How to Help Australia Now

How to Help Australia Now

Help Australian bushfire survivors, firefighters, and wildlife

The devastating wildfires rapidly spreading through Australia have killed at least 25 people and half a million animals. Fires have burned more than 12 million acres of land and destroyed almost 2,000 homes. These numbers will increase.

Many are asking how we can help Australia during the rapidly spreading bushfire disaster. In the midst of a disaster, financial assistance is always what is most in demand. Here are some organizations that are helping people, firefighters, and wildlife now.
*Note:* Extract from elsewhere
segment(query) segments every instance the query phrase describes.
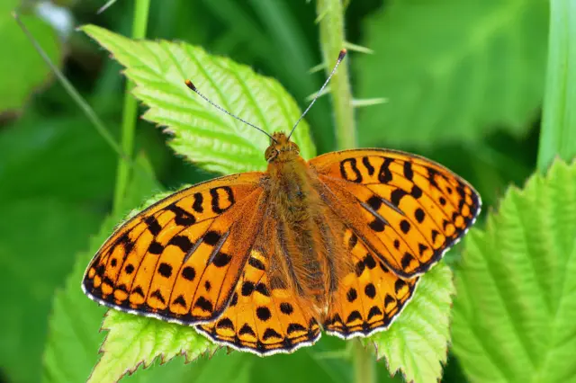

 Download a complete list of DGR-endorsed registered charities (able to receive 
tax deductible donations) with Australian bushfire relief and recovery activities

- National Bushfire Recovery Agency, Australian Government
The advice given is that these charities are to be supported directly and not third parties,
as the money donated to "pop-up fundraisers" may not be traceable,
properly audited, or end up helping the intended recipient.

The People

  • Australian Red Cross Disaster Relief and Recovery is raising money to fund recovery programs and emergency assistance in affected communities. Donations also go toward disaster preparation, protection and volunteer training. You can donate here.
  • The Salvation Army is also delivering support to communities affected by the fires, with emergency service teams responding to loss of life and property. Make a donation here.
  • The St. Vincent de Paul Society helps people who need emergency housing, among many other services, and has launched Vinnies Bushfire Appeal to help families who have been displaced by these fires. You can donate here.
  • Foodbank is a hunger relief charity in Australia. For every $1 donate, they can provide $6 worth of supplies to communities affected by the fires. You can donate here.
  • Save the Children is collecting donations to support affected kids by building “child friendly spaces,” where kids can play together and process these changes in a supportive environment. The idea is to let parents focus on recovery and rebuilding without having to worry about their kids dealing with the additional trauma of loss of community. Donate to Save The Children here.

The Firefighters

  • Firefighters are risking their lives to try and put out these flames — many are unpaid volunteers who greatly benefit from our support. Consider a donation to the Country Fire Authority (CFA) in Victoria and the NSW Rural Fire Service in New South Wales. 
  • You might also want to hop over on Twitter and search the hashtag, #AuthorsForFireys, where authors are auctioning off signed books, writing services, and in some cases, creative input into future projects. The highest bidders must send the agreed upon fee directly to the CFA and show proof of donation.

The Wildlife

  • WIRES is an organization that is committed to rescuing and rehabilitating wildlife rescue in Australia. So many animals have already perished in the fires, but there are survivors who need our help. This organization states on its site that “with the fires destroying unprecedented amounts of habitat, food shortages have increased and lack of suitable habitat will be a significant long-term challenge for surviving wildlife.” Donate to Wires here.
  • The World Wildlife Fund (WWF) notes on its site that just five percent of the koala population remains. This number will likely plummet once recovery of the bushfires is underway. The WWF is working to save Australian wildlife and restore land for future habitats. Donate here.
  • RSPCA NSW is also working to help animals endangered by the fires, including pets and livestock. You can donate to their bushfire appeal here.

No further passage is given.